Toyota Motorsport GmbH, a subsidiary of Toyota Motor Corporation of Japan, will use DS’ Generative Car Design Industry solution to develop Formula 1 car designs for the 2004 season. The Generative Car Design solution is a Product Lifecycle Management Version 5 solution created specifically for the automotive industry. It enables automotive manufacturers and suppliers to reuse their existing design knowledge to speed development of new components and vehicles, and reduce costs.
Conference call information:
The Company will host a teleconference call today, Thursday, February 5, 2004 at 4:00 PM CET/3:00 PM London/10:00 AM New York. The conference call will be available via the Internet by accessing
www.3ds.com/en/investors/index.asp
. Please go to the website at least fifteen minutes prior to the call to register, download and install any necessary audio software. The webcast teleconference will be archived for 30 days.
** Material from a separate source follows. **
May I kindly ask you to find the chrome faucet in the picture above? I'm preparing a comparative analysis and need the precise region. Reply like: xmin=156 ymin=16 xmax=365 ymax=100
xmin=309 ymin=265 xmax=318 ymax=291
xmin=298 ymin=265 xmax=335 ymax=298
Financial information to be discussed in the call will be available on the Company’s website prior to commencement of the teleconference
www.3ds.com/en/investors/earnings.asp
. Additional investor information can be accessed at
<b/>or by calling Dassault Systemes’ Investor Relations at 33.1.40.99.69.24.
Statements above that are not historical facts but express expectations or objectives for the future, including but not limited to statements regarding the Company’s objectives for 2004 first quarter revenue, 2004 revenue growth in constant currencies, 2004 reported revenue growth, 2004 operating margin growth objective and 2004 EPS objective before acquisitions costs are forward-looking statements (within the meaning of Section 21E of the 1934 Securities Exchange Act, as amended). Such forward-looking statements are based on management's current views and assumptions and involve known and unknown risks and uncertainties. Actual results or performances may differ materially from those in such statements due to, among other factors: (i) currency fluctuations, (ii) global economic conditions, (iii) market demand for our products and services, (iv) new product developments and technological changes, and (v), our ability to recruit and retain skilled personnel. Unfavorable changes in any of the above or other factors described in the Company’s SEC reports, including the Form 20F for the year ended December 31, 2002, which was filed with the SEC on May 15, 2003, could materially affect the Company's financial position or results of operations.